A bit lesser known in the US – okay, a LOT lesser known – observance on February 2nd is World Wetlands Day, a day designated to bring awareness to the importance of wetlands in balancing global ecosystems.
The house where I lived as a youth was situated on a sand hill that was basically surrounded by wetlands (back then designated simply as a swamp). The first signs of spring for me were the green shoots of skunk cabbage that emerged from the murky waters of the swamp. These quickly grew into wide, flat, shiny leaves and bright yellow flowers that emitted the musky odor of their namesake. I loved the cheery sight of them, and I actually found the earthy, slightly sweet smell to be somewhat pleasant (in small doses and from a distance).
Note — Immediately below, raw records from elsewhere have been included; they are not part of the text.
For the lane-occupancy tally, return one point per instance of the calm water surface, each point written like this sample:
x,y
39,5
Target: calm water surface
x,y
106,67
The sounds of croaking frogs were prevalent on warm evenings, and every once in a while a beaver or nutria would find their way into our lower yard. Mosquitoes abounded. We pretty much stayed out of the swamp and let it do its thing of living and dying, sprouting and rotting, flooding and receding. I thought it was kind of cool to live within the wetland, but I had no appreciation of its importance as an ecosystem.
The last time I visited that area, I found that the swamp had been filled in and houses lined both sides of the low road that used to define where our yard ended and the swamp waters began. It was a sad sight. The adage “You never know what you have until it’s gone” comes to mind.
It’s too late for “my” swamp, but other wetlands can be restored, preserved and protected. Let’s do it!